In an article originally published in The Times, Christopher Bogart writes about the role of the Solicitors Regulation Authority in preventing entrepreneurship in the business of law.

Regulators in England and Wales dropped a bomb in 2007 that reverberated across legal professions around the world: They would allow non-lawyers to own law firms, shaking the foundations of the traditional order. And law firms could go public or be owned by private equity or have other professionals in their partnerships.

The early years of the legal revolution were promising. Capital flowed into law firms. My litigation funding business, Burford Capital, went public in London instead of New York because English investors were excited to invest in legal businesses. Law firms from other countries launched in London.

But allowing entrepreneurship to flourish and the market to work was far too threatening to the mandarins at the Solicitors Regulation Authority (SRA). The watchdog is led by a professional bureaucrat, Paul Philip, who is not a solicitor and has never practised in a law firm; he was most recently at the General Medical Council. The SRA’s historical role was to fuss over lawyers who veered off the straight and narrow by, say, diddling client property funds. Theirs is an eye for the capillary.

As a result, innovation has been strangled by bureaucracy. The process for setting up a law firm to take on investment is byzantine in its length and complexity. The form runs to more than 60 pages and approval takes months.

That is just the beginning. Various functionaries are then required, such as the compliance officer for finance and administration and the compliance officer for legal practice. Expensive insurance from a closed and non-competitive market overseen by the authority must be purchased. Picayune rules about email and the like abound. Inquiries about complex commercial litigation are addressed by former divorce lawyers at the watchdog.

There has been no English legal big bang. Instead, it is happening in the US. For example, in common with England, the authorities in the state of Arizona have binned a collection of rules. But in England they have been replaced by a bureaucratic overlay that is frustrating innovation and entrepreneurship—whereas in Arizona, they have simply been eliminated so that legal services businesses can do what they like as long as it is lawful.

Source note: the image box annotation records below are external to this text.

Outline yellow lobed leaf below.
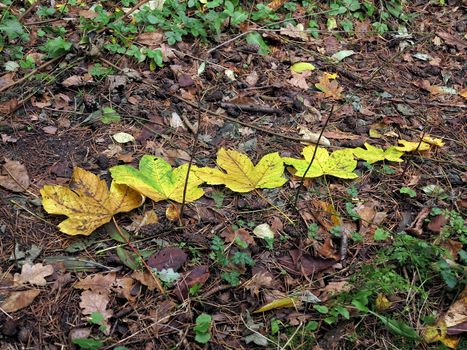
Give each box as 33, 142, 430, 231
353, 143, 404, 164
290, 62, 316, 73
110, 155, 204, 203
41, 168, 144, 235
196, 148, 287, 192
283, 146, 358, 179
253, 297, 299, 314
394, 140, 430, 152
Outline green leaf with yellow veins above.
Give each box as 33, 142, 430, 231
283, 146, 358, 179
196, 148, 287, 192
353, 143, 404, 164
110, 155, 204, 203
394, 140, 430, 152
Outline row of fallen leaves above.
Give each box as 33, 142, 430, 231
35, 136, 444, 235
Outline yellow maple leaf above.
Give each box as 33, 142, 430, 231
110, 155, 204, 203
196, 148, 287, 192
315, 74, 343, 100
394, 140, 430, 152
41, 168, 144, 235
282, 146, 358, 179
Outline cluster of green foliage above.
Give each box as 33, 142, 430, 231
0, 0, 420, 70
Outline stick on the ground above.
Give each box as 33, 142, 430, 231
293, 105, 334, 208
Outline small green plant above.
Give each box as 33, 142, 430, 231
193, 313, 212, 344
399, 187, 417, 198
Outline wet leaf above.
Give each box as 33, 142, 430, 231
0, 159, 30, 192
79, 290, 112, 334
282, 146, 358, 179
14, 263, 54, 286
41, 168, 144, 235
196, 148, 287, 192
0, 289, 41, 312
353, 142, 404, 164
110, 155, 204, 203
394, 140, 430, 152
290, 62, 316, 73
315, 74, 343, 100
253, 297, 300, 314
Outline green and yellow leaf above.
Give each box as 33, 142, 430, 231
41, 168, 144, 235
110, 155, 204, 203
353, 143, 404, 164
282, 146, 358, 179
196, 148, 287, 192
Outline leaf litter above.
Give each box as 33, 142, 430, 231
0, 1, 465, 348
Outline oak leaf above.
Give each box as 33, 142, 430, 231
110, 155, 204, 203
41, 168, 144, 235
79, 290, 112, 334
353, 142, 404, 164
282, 146, 358, 179
0, 289, 41, 312
14, 263, 54, 286
196, 148, 287, 192
315, 74, 343, 100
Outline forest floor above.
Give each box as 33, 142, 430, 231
0, 2, 467, 350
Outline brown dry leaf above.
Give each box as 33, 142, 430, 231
79, 290, 112, 335
221, 226, 255, 245
74, 272, 116, 293
280, 23, 310, 41
165, 203, 181, 222
174, 265, 210, 300
14, 263, 54, 286
125, 209, 159, 232
443, 287, 467, 335
416, 79, 445, 95
131, 271, 157, 290
148, 247, 188, 271
112, 277, 136, 301
243, 271, 274, 297
323, 130, 361, 140
42, 125, 58, 135
137, 32, 164, 48
289, 71, 311, 90
0, 158, 30, 192
0, 289, 41, 312
436, 32, 467, 51
62, 73, 92, 87
78, 10, 97, 19
268, 0, 288, 11
315, 74, 344, 100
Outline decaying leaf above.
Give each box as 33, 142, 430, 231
394, 140, 430, 152
41, 168, 144, 235
0, 159, 30, 192
79, 290, 112, 334
110, 155, 204, 203
196, 148, 287, 192
74, 272, 116, 293
353, 142, 404, 164
290, 62, 316, 73
282, 146, 358, 179
14, 263, 54, 286
0, 289, 41, 312
315, 74, 344, 100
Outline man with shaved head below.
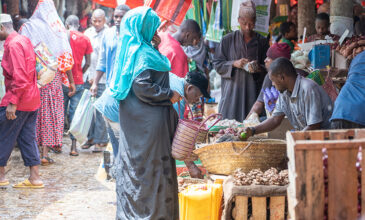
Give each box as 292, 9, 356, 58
213, 1, 269, 122
82, 9, 108, 152
158, 19, 201, 78
90, 5, 129, 156
62, 15, 93, 156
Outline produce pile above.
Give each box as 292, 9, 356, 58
233, 167, 289, 186
215, 127, 246, 143
336, 36, 365, 60
290, 50, 310, 71
207, 119, 242, 128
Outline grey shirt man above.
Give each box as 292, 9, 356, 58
273, 76, 333, 130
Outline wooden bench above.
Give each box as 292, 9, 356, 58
232, 196, 285, 220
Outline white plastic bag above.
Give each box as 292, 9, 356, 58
69, 89, 94, 144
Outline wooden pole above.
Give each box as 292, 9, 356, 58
330, 0, 354, 35
298, 0, 316, 37
273, 0, 290, 16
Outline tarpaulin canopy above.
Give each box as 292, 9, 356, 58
145, 0, 192, 26
93, 0, 118, 8
93, 0, 144, 9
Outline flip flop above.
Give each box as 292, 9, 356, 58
13, 179, 44, 189
81, 141, 94, 150
70, 150, 79, 157
0, 181, 10, 186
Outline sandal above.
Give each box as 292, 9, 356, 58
70, 150, 79, 157
41, 157, 54, 166
93, 143, 108, 153
13, 179, 44, 189
81, 141, 94, 150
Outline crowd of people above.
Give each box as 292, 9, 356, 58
0, 0, 365, 219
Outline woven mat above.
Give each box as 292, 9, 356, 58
222, 176, 288, 220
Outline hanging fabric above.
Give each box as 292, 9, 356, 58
145, 0, 192, 26
93, 0, 118, 8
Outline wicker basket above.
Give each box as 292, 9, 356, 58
194, 139, 287, 175
171, 100, 222, 161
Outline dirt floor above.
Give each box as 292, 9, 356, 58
0, 138, 116, 220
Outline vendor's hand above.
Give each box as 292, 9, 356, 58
185, 162, 204, 179
152, 32, 161, 50
6, 103, 17, 120
90, 83, 98, 96
263, 87, 279, 112
233, 58, 249, 69
67, 83, 76, 97
170, 91, 182, 104
243, 127, 253, 140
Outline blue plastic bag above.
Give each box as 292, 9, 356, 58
308, 45, 331, 69
69, 89, 95, 144
94, 89, 119, 122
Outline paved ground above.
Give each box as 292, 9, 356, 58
0, 139, 116, 220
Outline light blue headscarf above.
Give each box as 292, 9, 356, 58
110, 7, 171, 100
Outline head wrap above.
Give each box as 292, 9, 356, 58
239, 0, 256, 18
110, 6, 171, 100
266, 43, 291, 60
0, 14, 13, 24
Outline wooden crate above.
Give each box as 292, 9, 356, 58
232, 196, 285, 220
287, 129, 365, 219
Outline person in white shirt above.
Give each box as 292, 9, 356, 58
82, 9, 109, 152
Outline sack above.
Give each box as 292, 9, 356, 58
69, 89, 94, 144
34, 42, 58, 88
206, 1, 224, 43
307, 70, 324, 86
144, 0, 192, 26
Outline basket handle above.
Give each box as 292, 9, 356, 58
199, 113, 223, 131
178, 96, 194, 119
232, 142, 252, 155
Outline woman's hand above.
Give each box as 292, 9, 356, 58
170, 91, 182, 104
152, 31, 161, 50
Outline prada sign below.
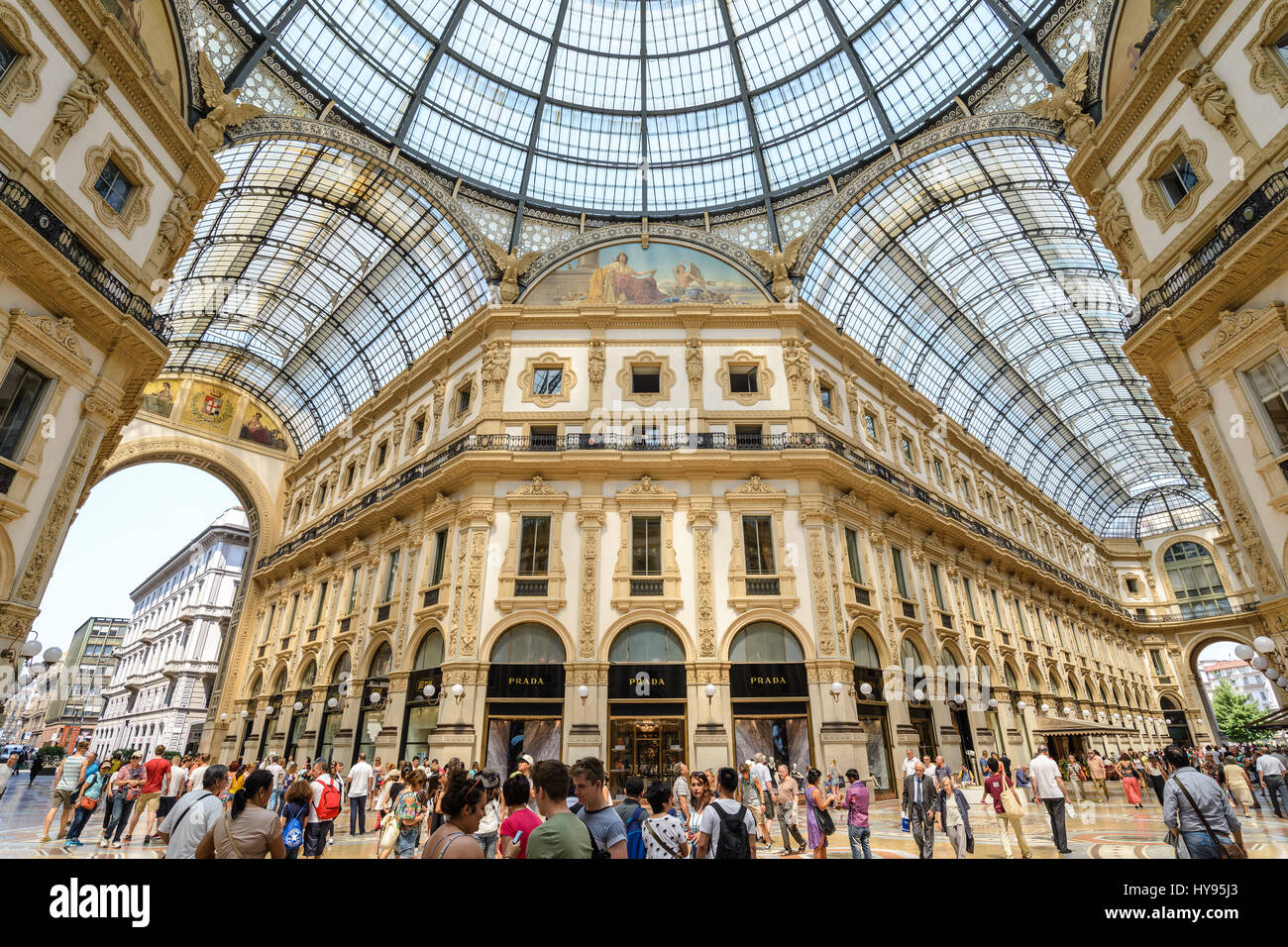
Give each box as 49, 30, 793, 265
729, 664, 807, 697
486, 665, 564, 699
608, 665, 688, 701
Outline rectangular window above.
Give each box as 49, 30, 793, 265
742, 515, 776, 576
519, 517, 550, 576
890, 546, 912, 600
962, 576, 979, 621
1158, 155, 1199, 207
631, 365, 662, 394
429, 530, 447, 585
733, 424, 764, 447
845, 528, 863, 585
313, 582, 327, 625
94, 159, 134, 214
1244, 352, 1288, 454
532, 368, 563, 394
631, 517, 662, 576
930, 563, 948, 612
380, 549, 398, 604
0, 36, 18, 78
0, 360, 49, 460
729, 365, 760, 394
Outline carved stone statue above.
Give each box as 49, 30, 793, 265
1177, 61, 1235, 128
51, 68, 107, 149
483, 237, 541, 305
193, 51, 265, 151
1024, 51, 1096, 147
747, 233, 805, 303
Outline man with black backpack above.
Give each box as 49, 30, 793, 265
695, 767, 756, 858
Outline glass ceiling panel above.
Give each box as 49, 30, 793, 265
159, 141, 486, 450
216, 0, 1056, 217
802, 137, 1211, 533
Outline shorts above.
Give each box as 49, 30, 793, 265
304, 819, 331, 858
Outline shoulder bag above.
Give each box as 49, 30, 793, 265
1172, 776, 1248, 858
808, 786, 836, 839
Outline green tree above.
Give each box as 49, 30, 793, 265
1212, 681, 1265, 743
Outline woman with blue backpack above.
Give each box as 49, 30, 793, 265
279, 778, 313, 858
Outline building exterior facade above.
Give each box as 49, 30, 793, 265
91, 507, 248, 755
0, 0, 222, 679
1199, 659, 1280, 714
42, 618, 129, 749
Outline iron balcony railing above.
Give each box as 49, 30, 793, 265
0, 174, 170, 344
257, 432, 1257, 622
1124, 171, 1288, 339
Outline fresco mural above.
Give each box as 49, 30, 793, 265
523, 241, 767, 305
139, 378, 179, 419
180, 381, 237, 434
239, 401, 286, 451
100, 0, 183, 111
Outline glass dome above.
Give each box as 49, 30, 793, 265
229, 0, 1056, 217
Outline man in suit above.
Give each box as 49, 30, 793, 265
903, 763, 939, 858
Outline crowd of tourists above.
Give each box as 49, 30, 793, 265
12, 741, 1288, 860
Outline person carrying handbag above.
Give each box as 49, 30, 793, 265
1163, 746, 1248, 860
980, 759, 1033, 858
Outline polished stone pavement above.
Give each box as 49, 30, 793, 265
0, 773, 1288, 858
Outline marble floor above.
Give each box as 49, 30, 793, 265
0, 773, 1288, 858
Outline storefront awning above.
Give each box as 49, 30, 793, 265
1033, 715, 1140, 737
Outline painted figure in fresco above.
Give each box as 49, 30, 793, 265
587, 253, 666, 305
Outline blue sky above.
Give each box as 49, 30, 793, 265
35, 464, 240, 651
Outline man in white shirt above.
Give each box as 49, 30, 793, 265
344, 753, 373, 835
265, 753, 286, 811
1257, 753, 1288, 818
903, 750, 917, 777
695, 767, 756, 858
1029, 746, 1073, 856
158, 766, 228, 858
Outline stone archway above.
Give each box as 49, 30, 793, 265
97, 435, 280, 749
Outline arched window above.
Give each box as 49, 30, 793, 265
729, 621, 805, 664
368, 642, 394, 678
899, 638, 921, 678
850, 627, 881, 670
608, 621, 684, 664
490, 621, 567, 665
412, 629, 443, 672
1163, 541, 1231, 618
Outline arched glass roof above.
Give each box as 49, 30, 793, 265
159, 139, 486, 450
229, 0, 1059, 217
802, 136, 1205, 535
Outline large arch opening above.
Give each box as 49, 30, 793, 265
35, 462, 242, 751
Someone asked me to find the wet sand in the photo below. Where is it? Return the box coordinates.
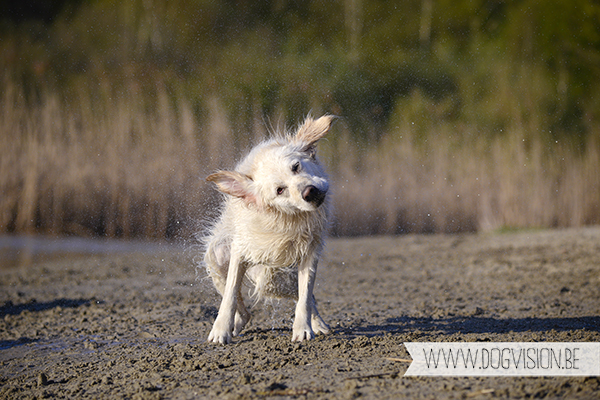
[0,227,600,399]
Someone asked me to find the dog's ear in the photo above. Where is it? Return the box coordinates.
[294,115,335,151]
[206,171,258,204]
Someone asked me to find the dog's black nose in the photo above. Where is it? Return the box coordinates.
[302,185,327,207]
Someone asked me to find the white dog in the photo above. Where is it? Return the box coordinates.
[204,116,333,344]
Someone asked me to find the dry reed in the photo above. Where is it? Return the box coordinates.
[0,79,600,238]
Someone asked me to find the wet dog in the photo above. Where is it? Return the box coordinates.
[204,115,333,344]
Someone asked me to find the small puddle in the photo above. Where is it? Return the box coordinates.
[0,235,177,269]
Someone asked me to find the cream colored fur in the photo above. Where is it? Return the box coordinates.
[204,116,333,344]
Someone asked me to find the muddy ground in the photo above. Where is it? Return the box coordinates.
[0,227,600,399]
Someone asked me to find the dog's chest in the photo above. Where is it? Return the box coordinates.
[240,211,322,267]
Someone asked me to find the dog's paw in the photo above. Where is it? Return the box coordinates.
[292,325,315,342]
[312,316,330,334]
[208,323,231,344]
[233,312,250,336]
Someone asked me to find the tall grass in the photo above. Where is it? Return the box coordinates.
[0,79,218,238]
[0,76,600,238]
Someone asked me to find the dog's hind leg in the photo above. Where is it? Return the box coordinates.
[233,290,252,336]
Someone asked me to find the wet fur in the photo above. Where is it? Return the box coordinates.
[204,116,333,344]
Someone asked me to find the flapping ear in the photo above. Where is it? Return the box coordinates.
[294,115,335,151]
[206,171,258,204]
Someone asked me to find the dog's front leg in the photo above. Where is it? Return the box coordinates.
[292,255,319,342]
[208,248,245,344]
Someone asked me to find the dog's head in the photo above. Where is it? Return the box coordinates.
[206,115,334,213]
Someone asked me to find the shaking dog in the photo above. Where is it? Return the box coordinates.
[204,115,334,344]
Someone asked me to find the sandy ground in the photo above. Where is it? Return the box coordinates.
[0,227,600,399]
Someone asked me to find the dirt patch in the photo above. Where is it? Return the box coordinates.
[0,227,600,399]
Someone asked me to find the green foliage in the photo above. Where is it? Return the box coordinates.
[0,0,600,140]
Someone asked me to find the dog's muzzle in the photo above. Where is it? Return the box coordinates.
[302,185,327,207]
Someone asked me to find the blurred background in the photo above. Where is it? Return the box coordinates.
[0,0,600,239]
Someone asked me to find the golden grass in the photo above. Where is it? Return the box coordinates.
[0,83,600,238]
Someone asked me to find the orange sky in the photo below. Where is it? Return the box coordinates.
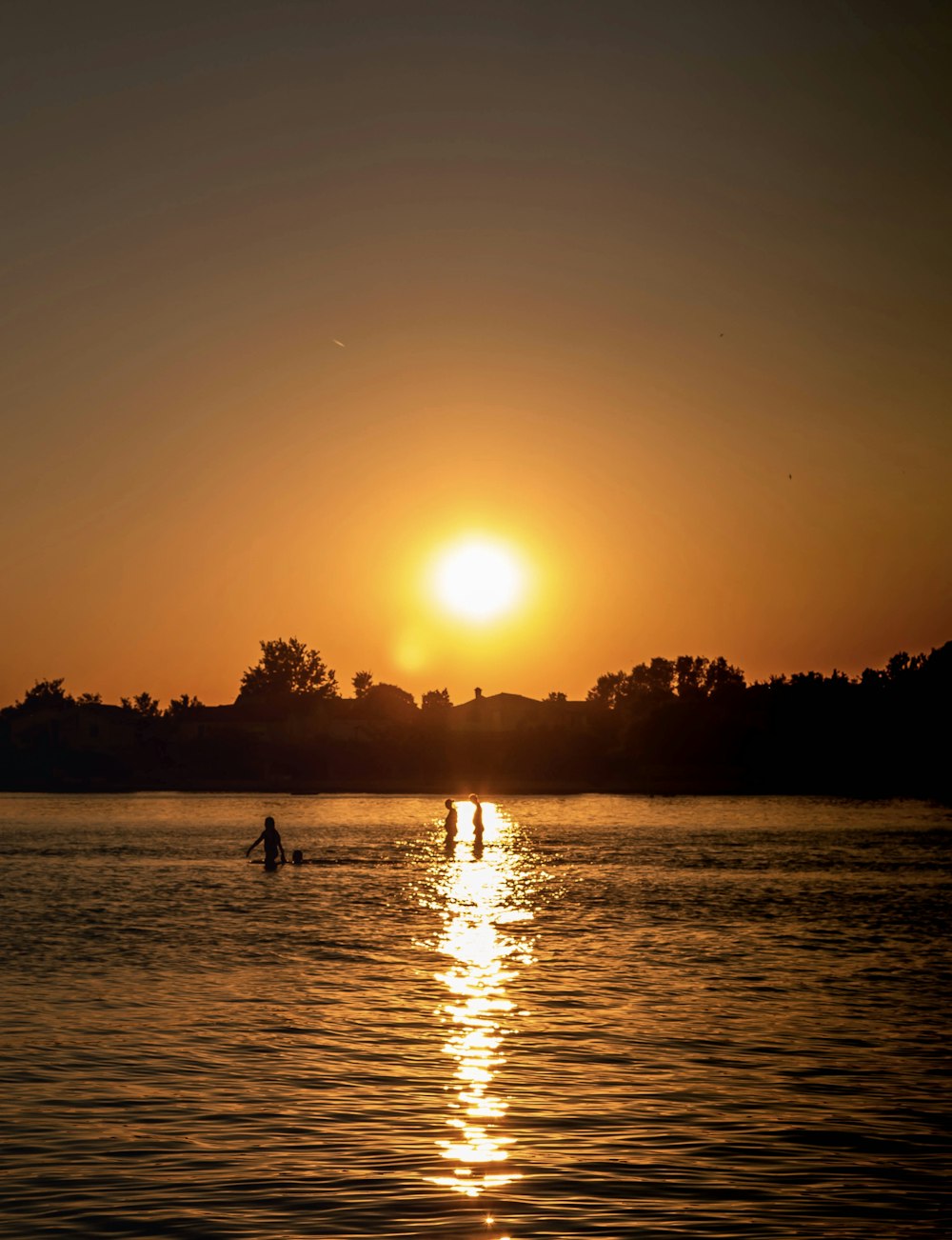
[0,0,952,705]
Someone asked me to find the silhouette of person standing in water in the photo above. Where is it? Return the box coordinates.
[245,818,288,870]
[443,797,459,851]
[469,792,483,857]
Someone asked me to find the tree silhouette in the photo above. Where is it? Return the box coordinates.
[350,672,373,698]
[420,689,452,711]
[16,676,73,710]
[119,690,163,719]
[165,693,204,719]
[238,637,338,701]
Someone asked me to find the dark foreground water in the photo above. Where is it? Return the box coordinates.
[0,795,952,1240]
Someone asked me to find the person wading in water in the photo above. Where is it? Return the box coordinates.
[245,818,288,870]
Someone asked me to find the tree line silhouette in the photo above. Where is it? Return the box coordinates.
[0,637,952,798]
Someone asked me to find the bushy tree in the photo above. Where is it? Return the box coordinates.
[165,693,204,719]
[238,637,338,701]
[586,672,627,710]
[350,672,373,698]
[119,690,163,719]
[16,676,73,710]
[420,689,452,713]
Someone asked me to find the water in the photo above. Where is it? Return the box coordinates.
[0,795,952,1240]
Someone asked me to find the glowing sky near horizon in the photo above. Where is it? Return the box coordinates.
[0,0,952,705]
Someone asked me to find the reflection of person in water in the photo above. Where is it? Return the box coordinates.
[245,818,288,870]
[443,797,459,849]
[469,792,483,853]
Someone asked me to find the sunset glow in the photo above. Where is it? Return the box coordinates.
[432,538,525,624]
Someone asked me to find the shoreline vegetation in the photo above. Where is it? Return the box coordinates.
[0,637,952,801]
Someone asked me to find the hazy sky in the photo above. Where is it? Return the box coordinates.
[0,0,952,703]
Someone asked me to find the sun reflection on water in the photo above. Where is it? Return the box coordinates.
[432,801,532,1196]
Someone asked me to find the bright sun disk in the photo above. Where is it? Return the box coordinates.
[432,538,523,621]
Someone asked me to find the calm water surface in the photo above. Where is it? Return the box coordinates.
[0,795,952,1240]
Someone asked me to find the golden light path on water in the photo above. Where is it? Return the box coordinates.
[431,801,532,1225]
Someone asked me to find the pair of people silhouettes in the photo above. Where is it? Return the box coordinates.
[443,792,483,855]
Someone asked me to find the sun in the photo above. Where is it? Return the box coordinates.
[431,537,526,624]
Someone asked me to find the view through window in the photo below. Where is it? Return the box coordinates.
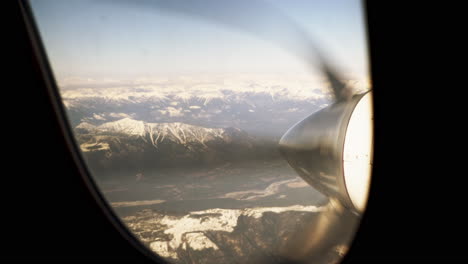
[30,0,370,263]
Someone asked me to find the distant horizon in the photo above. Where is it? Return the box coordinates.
[31,0,370,81]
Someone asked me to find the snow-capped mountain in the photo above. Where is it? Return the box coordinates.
[75,118,279,174]
[75,118,241,148]
[61,75,372,137]
[123,205,346,263]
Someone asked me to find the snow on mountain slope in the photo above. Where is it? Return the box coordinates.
[83,118,226,146]
[123,205,327,259]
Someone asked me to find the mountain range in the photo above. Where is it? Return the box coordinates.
[75,118,279,176]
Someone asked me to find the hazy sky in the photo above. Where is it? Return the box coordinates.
[31,0,368,79]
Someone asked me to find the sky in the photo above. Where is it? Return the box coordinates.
[30,0,368,79]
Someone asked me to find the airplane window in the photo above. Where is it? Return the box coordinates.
[29,0,373,263]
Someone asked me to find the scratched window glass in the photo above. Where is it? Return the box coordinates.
[30,0,373,263]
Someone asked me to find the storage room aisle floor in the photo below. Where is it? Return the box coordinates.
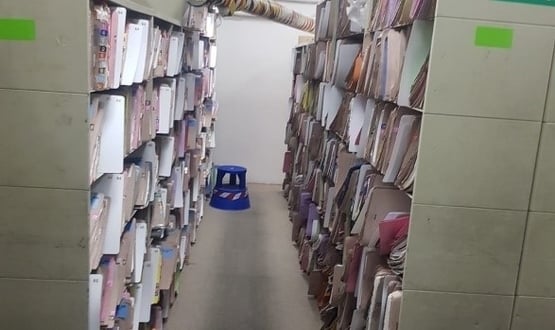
[164,184,321,330]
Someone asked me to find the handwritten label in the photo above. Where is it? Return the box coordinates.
[474,26,513,49]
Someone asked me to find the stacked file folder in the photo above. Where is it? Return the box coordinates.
[88,1,218,330]
[283,0,435,330]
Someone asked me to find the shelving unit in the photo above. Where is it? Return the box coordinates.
[283,0,555,330]
[0,0,217,330]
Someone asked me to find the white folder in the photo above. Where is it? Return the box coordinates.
[158,136,175,178]
[94,94,125,174]
[150,26,162,70]
[172,164,185,208]
[183,189,191,227]
[179,233,189,270]
[108,7,127,89]
[208,43,218,69]
[141,141,159,202]
[332,40,361,88]
[89,274,103,330]
[185,73,197,111]
[383,115,416,183]
[349,95,367,152]
[132,283,143,330]
[156,84,173,134]
[166,33,179,77]
[133,19,150,83]
[139,260,154,323]
[204,13,216,39]
[357,99,376,158]
[322,84,343,130]
[133,222,147,283]
[174,32,185,74]
[192,40,204,70]
[174,77,187,120]
[92,174,125,254]
[121,23,143,86]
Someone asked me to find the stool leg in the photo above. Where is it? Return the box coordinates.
[216,171,225,187]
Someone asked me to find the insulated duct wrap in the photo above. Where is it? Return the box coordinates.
[213,0,315,33]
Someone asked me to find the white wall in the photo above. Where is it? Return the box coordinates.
[214,3,316,184]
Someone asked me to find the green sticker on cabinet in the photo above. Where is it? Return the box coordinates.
[0,18,36,41]
[496,0,555,7]
[474,26,513,48]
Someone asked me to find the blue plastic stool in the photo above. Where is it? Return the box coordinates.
[210,165,251,211]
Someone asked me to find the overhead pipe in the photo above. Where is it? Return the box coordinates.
[212,0,316,33]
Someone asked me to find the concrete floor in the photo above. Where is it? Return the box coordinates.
[164,184,321,330]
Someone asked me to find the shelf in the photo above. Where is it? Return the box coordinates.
[110,0,185,26]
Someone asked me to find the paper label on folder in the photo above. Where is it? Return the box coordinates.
[496,0,555,7]
[474,26,513,49]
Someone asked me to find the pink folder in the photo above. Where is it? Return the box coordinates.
[379,215,409,255]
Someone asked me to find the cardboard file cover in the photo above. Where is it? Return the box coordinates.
[360,187,411,247]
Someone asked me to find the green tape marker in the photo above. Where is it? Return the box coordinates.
[496,0,555,7]
[474,26,513,49]
[0,18,36,41]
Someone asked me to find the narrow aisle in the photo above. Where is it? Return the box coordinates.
[165,184,321,330]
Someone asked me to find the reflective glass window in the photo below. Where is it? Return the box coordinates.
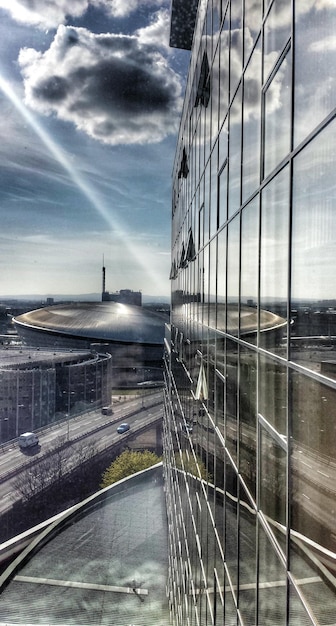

Despite England having more than a decade-long head start, Arizona has watched all of the senseless obstacles to market solutions and has embraced entrepreneurial legal structures. Billions of dollars are flowing in, and the capital markets are paying attention.

It is not too late for England to reverse course. But that will not happen without a fundamental change of attitude—and people—at the watchdog. Otherwise, this will just be another English story of innovation strangled by over-regulation.